Mainstream media has belatedly woken up to the entertainment’s potential. ESPN, which has dabbled in live streaming esports events in recent years — notably the championship final of Dota 2 on ESPN 3 in 2013 – recently signalled its intent to beef up coverage by creating the new role of esports editor. The job requires proficiency in League of Legends, Call of Duty, DotA 2, StarCraft 2, Hearthstone, Counter-Strike: Global Offensive, and more. ESPN notes that it is important for editors to know and understand the fantasy and gambling scenes surrounding these titles.
And no wonder. According to ESPN, 3.7 billion hours were spent watching or playing esports worldwide in 2014, and 89 million people are regular enthusiasts. The League of Legends final of 2014 was watched by 27m people online, according to ESPN, beating the final round of The Masters (25m) and only below that of SuperBowl XLVIII at 112m. Another esports final, Dota2, gained fourth place in 2014’s online viewing rankings with 20m ahead of the NBA finals (15.5m).
Any debate about whether professional video gaming should be classified as a sport seems redundant in the face of its growing popularity among an audience that is not just young and digital but global.
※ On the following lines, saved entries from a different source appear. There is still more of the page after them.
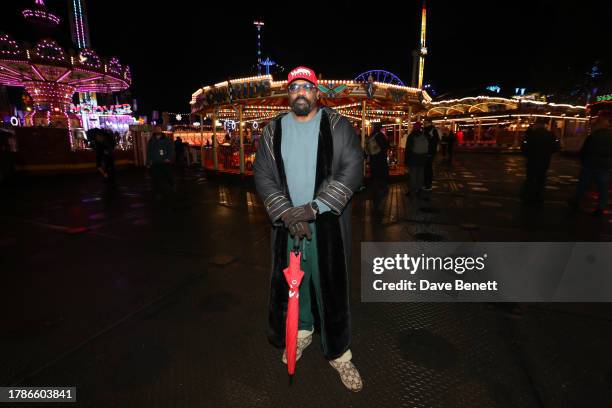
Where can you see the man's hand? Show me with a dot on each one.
(300, 230)
(296, 214)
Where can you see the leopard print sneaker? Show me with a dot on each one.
(348, 374)
(301, 345)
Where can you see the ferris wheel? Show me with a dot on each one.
(379, 75)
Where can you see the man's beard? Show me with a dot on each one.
(301, 109)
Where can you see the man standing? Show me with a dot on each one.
(433, 138)
(160, 152)
(104, 148)
(415, 158)
(596, 157)
(179, 153)
(377, 147)
(308, 165)
(539, 145)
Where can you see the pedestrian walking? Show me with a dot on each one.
(306, 170)
(596, 159)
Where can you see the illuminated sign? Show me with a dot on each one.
(123, 109)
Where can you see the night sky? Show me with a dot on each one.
(175, 47)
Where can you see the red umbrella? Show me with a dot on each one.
(293, 275)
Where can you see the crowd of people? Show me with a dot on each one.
(539, 144)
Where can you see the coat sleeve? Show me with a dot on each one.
(270, 191)
(349, 177)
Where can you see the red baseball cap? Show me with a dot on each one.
(304, 73)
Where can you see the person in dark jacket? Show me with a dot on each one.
(104, 147)
(308, 165)
(160, 153)
(596, 158)
(451, 139)
(378, 161)
(416, 156)
(433, 138)
(179, 152)
(538, 146)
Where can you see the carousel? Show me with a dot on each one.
(233, 113)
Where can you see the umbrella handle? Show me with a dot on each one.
(296, 245)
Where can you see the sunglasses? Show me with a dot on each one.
(308, 87)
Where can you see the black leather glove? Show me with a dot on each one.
(300, 230)
(296, 214)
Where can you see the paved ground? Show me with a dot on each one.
(139, 304)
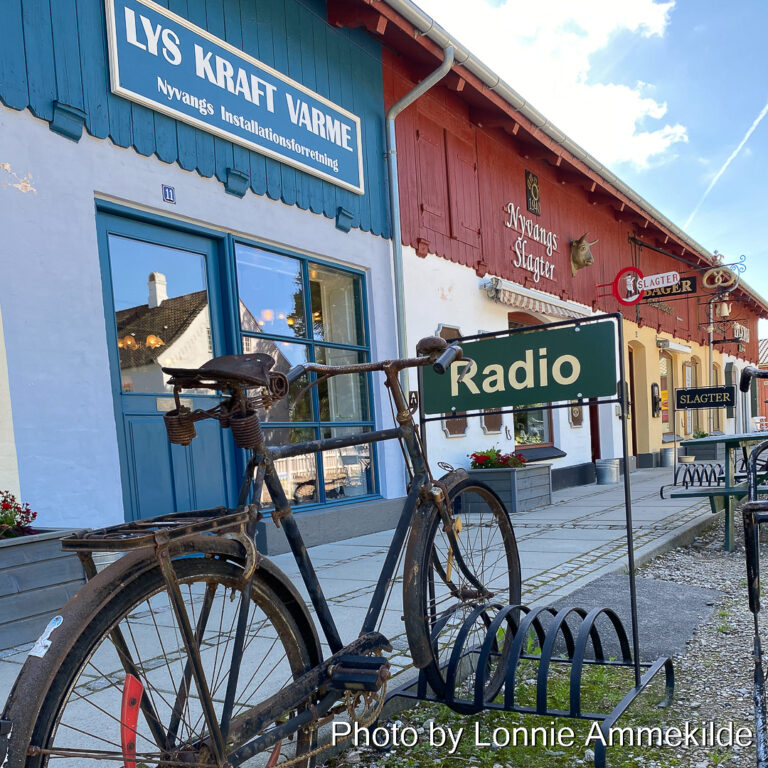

That demographic is drawing big brand sponsorship from the likes of Red Bull, Nissan, Coke and Logitech.
In August, YouTube launched YouTube Gaming, a dedicated app and website to go head to head with Amazon’s Twitch. Amazon acquired Twitch in 2014 for close to a billion dollars, beating Google to the prize. Twitch now has around 55 million monthly viewers and over 1.5 million channel creators. According to The Guardian 10,000 of these were earning money from advertising by the end of 2014.
YouTube Gaming will feature 25,000 games, each with their own page alongside channels from game publishers and YouTube creators. There is a strong emphasis on live streaming.
“On top of existing features like high frame rate streaming at 60fps, DVR, and automatically converting your stream into a YouTube video, we’re redesigning our system so that you no longer need to schedule a live event ahead of time,” explained YouTube Gaming product manager Alan Joyce in a blog. “We’re also creating a single link you can share for all your streams.”
Some of YouTube’s biggest stars are gamers. Dan ‘The Diamond Minecart’ Middleton has 379m monthly views and 7.7m subscribers and earned $7.4m in 2014. PewDiePie (Felix Kjellberg) famed for his ‘Let’s Play’ walkthroughs with commentary, has 291m monthly views and 38.9m subscribers; Markiplier has 252m monthly views and 9.1m subscribers.
Production of the broadcasts are also growing in quality. Native digital content from within the games are ripe for streaming. On top of that, POV cameras capture shots of the gamers (their facial expression and hand movements); wider positions show the venue’s spectators watching talent on giant screens and replay systems are available to the live show’s producer. Mics on the gamers can pick up their reactions and commentary and VTs of player personalities can be inserted pre-show or during the show.
Vision mixers commonly used in outside broadcasts compile graphics, audio mixing and special effects with the stream published to social media and converted to H.264 for distributing online. All of the feeds can be controlled remotely over IP, which Red Bull Media House does from the dedicated esports studio it opened at its US headquarters.
Of the many other esports platforms, one gaining more attention than most is Hitbox. It launched at the end of 2014, has attracted around six million viewers, and want to target streaming to 4K displays.